I know this dates me, but ...

Royce Williams

I know this dates me, but ... 80% of the problems I'm solving with jq are caused by using JSON at all ... when a simpler format would have been fine.

Repeating every verbose field name in each record, when the schema is flat, is often premature "schema might need to be variable someday" optimization.

When the Rapid7 DNS data was freely available, it was distributed as a one-line-per-stanza JSON file. The first thing I'd do after downloading it was convert it to CSV ... which cut its size by 60%.

It's like buying a ten-pound box of individually wrapped grains of rice.
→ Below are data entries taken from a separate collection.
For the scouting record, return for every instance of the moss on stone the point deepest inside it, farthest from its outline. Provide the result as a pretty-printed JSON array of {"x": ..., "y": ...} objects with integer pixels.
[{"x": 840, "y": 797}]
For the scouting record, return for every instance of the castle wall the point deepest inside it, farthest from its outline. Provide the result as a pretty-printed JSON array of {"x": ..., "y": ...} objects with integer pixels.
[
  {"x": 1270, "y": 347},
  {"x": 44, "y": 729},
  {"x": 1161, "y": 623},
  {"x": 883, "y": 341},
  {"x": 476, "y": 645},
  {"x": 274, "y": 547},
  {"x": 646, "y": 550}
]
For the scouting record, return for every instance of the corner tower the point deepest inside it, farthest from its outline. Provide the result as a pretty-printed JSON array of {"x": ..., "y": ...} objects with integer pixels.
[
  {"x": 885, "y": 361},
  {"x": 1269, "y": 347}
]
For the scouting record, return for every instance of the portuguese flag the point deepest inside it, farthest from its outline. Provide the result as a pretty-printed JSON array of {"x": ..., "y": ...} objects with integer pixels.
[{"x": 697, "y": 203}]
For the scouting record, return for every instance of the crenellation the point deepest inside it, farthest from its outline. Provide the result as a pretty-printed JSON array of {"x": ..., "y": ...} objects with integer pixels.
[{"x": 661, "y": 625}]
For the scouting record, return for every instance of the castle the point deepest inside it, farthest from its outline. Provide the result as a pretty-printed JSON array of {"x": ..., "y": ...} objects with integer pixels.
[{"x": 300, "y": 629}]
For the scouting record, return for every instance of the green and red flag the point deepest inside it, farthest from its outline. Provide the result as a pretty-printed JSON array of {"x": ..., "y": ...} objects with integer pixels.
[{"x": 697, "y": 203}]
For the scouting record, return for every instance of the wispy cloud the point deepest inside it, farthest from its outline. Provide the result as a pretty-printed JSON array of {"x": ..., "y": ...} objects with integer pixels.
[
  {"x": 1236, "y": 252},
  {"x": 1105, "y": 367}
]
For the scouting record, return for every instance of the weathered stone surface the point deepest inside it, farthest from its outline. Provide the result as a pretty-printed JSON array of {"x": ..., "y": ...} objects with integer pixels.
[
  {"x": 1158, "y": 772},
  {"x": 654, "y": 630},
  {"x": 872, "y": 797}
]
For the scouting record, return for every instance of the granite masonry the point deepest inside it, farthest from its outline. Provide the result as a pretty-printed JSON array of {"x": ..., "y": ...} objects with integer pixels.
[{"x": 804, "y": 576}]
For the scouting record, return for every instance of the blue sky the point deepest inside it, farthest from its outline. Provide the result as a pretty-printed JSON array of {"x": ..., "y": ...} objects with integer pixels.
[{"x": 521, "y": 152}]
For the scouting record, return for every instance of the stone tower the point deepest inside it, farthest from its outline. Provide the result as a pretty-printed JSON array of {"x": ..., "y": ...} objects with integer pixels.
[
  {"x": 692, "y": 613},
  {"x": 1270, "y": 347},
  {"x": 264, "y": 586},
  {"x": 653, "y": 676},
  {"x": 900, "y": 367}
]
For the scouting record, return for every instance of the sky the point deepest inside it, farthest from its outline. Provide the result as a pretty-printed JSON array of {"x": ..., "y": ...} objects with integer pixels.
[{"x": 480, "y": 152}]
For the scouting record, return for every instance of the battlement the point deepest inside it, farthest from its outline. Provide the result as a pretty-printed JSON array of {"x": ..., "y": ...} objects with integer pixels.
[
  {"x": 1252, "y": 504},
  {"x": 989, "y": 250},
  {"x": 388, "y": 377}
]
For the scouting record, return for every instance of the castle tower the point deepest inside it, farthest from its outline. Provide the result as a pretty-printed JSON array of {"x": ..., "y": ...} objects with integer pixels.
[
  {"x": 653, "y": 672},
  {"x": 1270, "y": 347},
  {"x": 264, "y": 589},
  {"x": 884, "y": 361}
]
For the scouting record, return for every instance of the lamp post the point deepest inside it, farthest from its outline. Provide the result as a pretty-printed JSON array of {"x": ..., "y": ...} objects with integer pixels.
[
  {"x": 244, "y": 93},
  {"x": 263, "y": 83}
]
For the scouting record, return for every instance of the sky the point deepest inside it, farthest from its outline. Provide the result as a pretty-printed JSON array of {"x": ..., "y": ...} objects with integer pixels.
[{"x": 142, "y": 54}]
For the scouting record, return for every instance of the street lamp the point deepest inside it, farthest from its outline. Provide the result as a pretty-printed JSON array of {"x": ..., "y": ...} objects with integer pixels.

Ryan Castellucci :nonbinary_flag:

@tychotithonus This matters a lot less if you compress it. Overhead matters a lot less at that point.

I have a bunch of tooling that automatically detects (via the first few bytes) compressed data and handles it. Mostly using zstandard.

Also, CSV is bad and I hate it. TSV is acceptable

Royce Williams

@ryanc Yeah, Definitely pro TSV! When I say CSV out loud, I actually mean TSV in my head. I need to watch that ...

I'll also have to dig up the post where I grieve for the alternate future where we actually used the actual dedicated field and record separator characters built into ASCII. So much avoidable pain.

Aaron Toponce ⚛️:debian:

@tychotithonus @ryanc Doesn't 0x1E solve this problem as a record separator, or am I misunderstanding?

Royce Williams

@atoponce Yes, exactly! ...for sufficiently obscure and esoteric values of "solve". Most people have never even heard of them.

If they had been universally used from the beginning, CSV wouldn't even be a thing, and plenty of things we do to avoid CSV would also not be things ...

@ryanc

Tim Bray

@tychotithonus CBOR is a very decent option.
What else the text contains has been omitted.